The weather has cooled after the mini-heatwave in August, but those hot, sunny days promoted a rise in insect numbers. If you are still swatting flies and wasps in your home, you might like to consider a little biological control in the form of plants. Some flowers and foliage give off an aroma that bugs would rather avoid. Fill your windowsills and kitchens with pots or vases of the following in order to help deter insects.
A pot of growing basil is not just tasty in pesto sauce, in salads, soups, with fish and on pasta, but it makes your room smell fresh and clean too. What’s more, flying insects and other bugs tend to stay away from the aroma of the foliage. Just ruffle the leaves as you walk by and it will release a vapour of oil into the air. Be warned, however, don’t be tempted to keep this plant in a dark corner, it ideally needs several hours of sunshine every day.
Rosmarinus is another herb that has an intense, almost woody, fragrance. Mosquitoes, gnats and midges steer well clear of the scent. Rub the foliage in order to intensify the aroma and this attractive plant will deter insects. This is a highly versatile herb too as it can be grown outdoors as a hedge, formed into topiary or kept indoors on a sunny windowsill. It’s also valuable as a companion plant next to carrots and cabbages as it is said to repel carrot fly and cabbage moths. You can use the tough little leaves to flavour stews, meat, soups, fish, potatoes and spinach. It’s nature’s natural healer, soother and antibiotic too. So many advantages contained within just one little plant.
We know this is an oil that’s added to candles in order to deter insects. And it does work. But you can also grow citronella grass, Cymbopogon, which is where the scent is sourced. This clump-forming perennial isn’t hardy here in the UK but you might be able to keep it going as a house plant. The grass can grow up to 1.5m tall, so you’ll have to give it some space. There is a citronella geranium that has a similar scent, but the bugs aren’t fooled! It doesn’t contain the same ingredient and isn’t so effective as an insect repellent.
Melissa officinalis is the common balm that is a member of the mint family. The leaves have a distinctive lemon scent and although the white flowers will attract bees, the foliage tends to keep other insects at bay. Bring some into your home and agitate the foliage for full benefit. It smells heavenly to humans but not to mosquitoes!
Many members of the mint family are also effective insect deterrents. Keep picking fresh bunches, it’s a great way to stop it spreading in the flowerbeds too much. Pop them around your home to deter bugs, then you can use some in your culinary dishes too. It’s wonderful with new potatoes, cold drinks and many sweet and savoury dishes. And in mint sauce or jelly too, of course.
Most people love a lavender bush and you can harvest the flowers in order to help keep bugs out of your home. It’s at its best when the flowers are just opening and at their most colourful. But even spent flowers are valuable. You can make lavender bags from the dried flowers and pop them in your wardrobe. Hang a bunch or two around the home and put some sprigs in your sock drawer. They can help to keep clothes moths at bay as well as other bugs.
Salvia officinalis leaves are filled with oil and the scent, especially when crushed, is an effective mosquito repellent. Take cuttings from a growing plant and dot them around your home. It’s a great leaf to pop into the barbecue too as the burning leaves release oils that keep mosquitoes away.

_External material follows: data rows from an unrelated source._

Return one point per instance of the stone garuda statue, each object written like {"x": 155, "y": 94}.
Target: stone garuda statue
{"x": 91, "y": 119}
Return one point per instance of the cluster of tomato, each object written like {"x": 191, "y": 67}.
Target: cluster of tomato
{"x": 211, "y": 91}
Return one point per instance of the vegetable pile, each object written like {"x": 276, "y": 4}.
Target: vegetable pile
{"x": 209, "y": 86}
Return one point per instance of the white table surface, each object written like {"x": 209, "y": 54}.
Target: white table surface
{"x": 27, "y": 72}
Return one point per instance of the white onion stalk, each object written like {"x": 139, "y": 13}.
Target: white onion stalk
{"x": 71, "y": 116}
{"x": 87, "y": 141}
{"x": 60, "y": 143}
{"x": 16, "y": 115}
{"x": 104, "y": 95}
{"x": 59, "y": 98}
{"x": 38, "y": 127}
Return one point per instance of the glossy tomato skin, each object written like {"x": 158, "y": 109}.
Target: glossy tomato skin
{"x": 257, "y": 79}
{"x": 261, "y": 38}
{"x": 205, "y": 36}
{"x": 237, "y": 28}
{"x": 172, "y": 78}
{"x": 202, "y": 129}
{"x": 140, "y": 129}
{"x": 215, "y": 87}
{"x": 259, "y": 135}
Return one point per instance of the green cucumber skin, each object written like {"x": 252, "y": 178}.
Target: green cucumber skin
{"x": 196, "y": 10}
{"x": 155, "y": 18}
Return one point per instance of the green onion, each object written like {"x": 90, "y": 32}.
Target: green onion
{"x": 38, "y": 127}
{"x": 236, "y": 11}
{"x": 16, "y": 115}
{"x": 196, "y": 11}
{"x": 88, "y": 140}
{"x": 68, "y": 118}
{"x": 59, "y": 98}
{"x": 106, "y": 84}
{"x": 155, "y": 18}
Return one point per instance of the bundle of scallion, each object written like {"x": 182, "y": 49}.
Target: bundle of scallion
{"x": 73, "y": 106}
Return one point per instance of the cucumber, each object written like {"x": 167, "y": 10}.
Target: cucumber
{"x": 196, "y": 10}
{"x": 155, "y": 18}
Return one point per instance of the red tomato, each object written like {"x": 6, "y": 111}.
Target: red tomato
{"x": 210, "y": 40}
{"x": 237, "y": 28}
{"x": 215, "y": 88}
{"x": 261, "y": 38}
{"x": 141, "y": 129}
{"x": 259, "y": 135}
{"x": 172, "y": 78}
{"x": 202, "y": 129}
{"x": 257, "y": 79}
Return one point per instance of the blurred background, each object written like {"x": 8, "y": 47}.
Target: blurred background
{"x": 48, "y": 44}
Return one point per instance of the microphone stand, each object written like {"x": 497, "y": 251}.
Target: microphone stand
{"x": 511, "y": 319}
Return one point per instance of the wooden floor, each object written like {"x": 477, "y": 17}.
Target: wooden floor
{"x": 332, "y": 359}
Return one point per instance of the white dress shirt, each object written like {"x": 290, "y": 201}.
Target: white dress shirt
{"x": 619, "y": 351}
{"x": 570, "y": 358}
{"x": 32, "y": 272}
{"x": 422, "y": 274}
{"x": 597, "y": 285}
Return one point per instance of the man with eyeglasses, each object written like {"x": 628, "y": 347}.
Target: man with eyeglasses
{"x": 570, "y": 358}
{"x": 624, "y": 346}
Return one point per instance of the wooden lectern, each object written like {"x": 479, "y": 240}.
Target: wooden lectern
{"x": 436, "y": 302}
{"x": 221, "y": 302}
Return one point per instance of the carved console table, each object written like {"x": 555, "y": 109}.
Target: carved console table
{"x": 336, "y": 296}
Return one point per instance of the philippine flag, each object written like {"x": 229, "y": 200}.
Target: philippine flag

You might be surprised to learn that orange common marigolds are another of nature’s bug-busters. Not only can it be grown as a companion plant amongst vegetables but you can bring them into the home to keep flies away. It’s known to deter melon beetles, also bugs that affect the growing of broccoli, cabbage, cucumbers, potatoes and tomatoes. You get that lovely bright splash of colour too!
Consider adding some plants that will eat your bugs rather than keep them away! You can bring some insect-eating carnivorous plants into your home, or position them next to the entry doorway. They won’t capture whole swarms but will certainly pick of a few pesky flies and wasps. Every little helps! Venus fly trap is the one that everyone knows, but there are other plants that entice insects into their larder, including pitcher plants.